Simbolo della giustizia e delle sfide del sistema carcerario italiano.

L’impatto devastante del sovraffollamento sulla vita dei detenuti

I dati forniti dal garante Anastasìa delineano un quadro preoccupante e inaccettabile: a fronte di una capienza regolamentare di 200 posti, i posti effettivamente disponibili nel carcere di Cassino sono appena 90. Questa disparità è già di per sé un segnale di allarme. A complicare ulteriormente la situazione, al 30 novembre di quest’anno, la popolazione carceraria contava ben 170 detenuti, di cui 60 di nazionalità straniera. Questa enorme discrepanza tra capienza teorica, posti effettivi e numero di reclusi evidenzia una situazione di stress strutturale e organizzativo gravissimo che può avere ripercussioni drammatiche sulla qualità della vita, sulla sicurezza e, soprattutto, sulla salute dei detenuti.
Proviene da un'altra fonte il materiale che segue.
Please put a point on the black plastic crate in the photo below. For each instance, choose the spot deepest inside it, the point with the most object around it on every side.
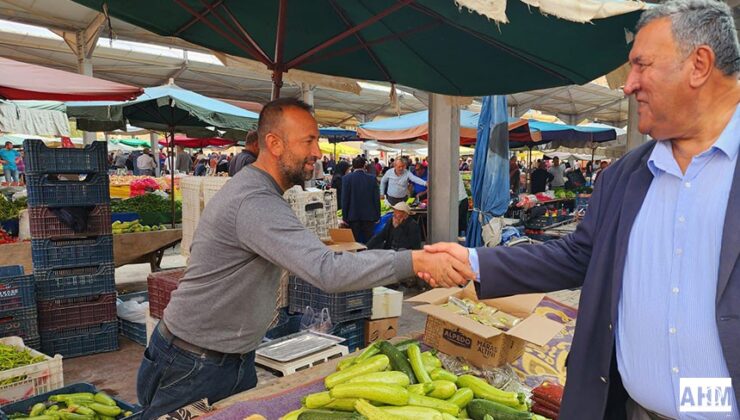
(134, 331)
(41, 159)
(48, 190)
(45, 224)
(353, 331)
(16, 292)
(82, 341)
(346, 306)
(24, 406)
(21, 322)
(68, 253)
(59, 283)
(83, 311)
Il sovraffollamento non solo rende più difficili le condizioni di detenzione, trasformando l’ambiente in un luogo di sofferenza aggiuntiva, ma può anche compromettere seriamente l’efficacia dell’assistenza sanitaria e la possibilità di gestire adeguatamente i casi clinici complessi, come quello di Francesco Morra. In contesti così compressi, l’accesso alle cure, la rapidità degli interventi e la prevenzione diventano sfide quasi insormontabili. La sua morte, avvenuta a pochi passi dalla libertà e dall’inizio di un percorso riabilitativo, riaccende con forza i riflettori su un problema annoso e sistemico del sistema penitenziario italiano. È fondamentale e urgente che l’autopsia fornisca risposte chiare e che l’attenzione mediatica su questa vicenda si traduca in azioni concrete per migliorare le condizioni delle carceri, garantire il rispetto dei diritti umani e assicurare un’assistenza sanitaria adeguata a ogni detenuto, a prescindere dal reato commesso. La dignità di ogni persona, anche dietro le sbarre, deve essere un principio irrinunciabile.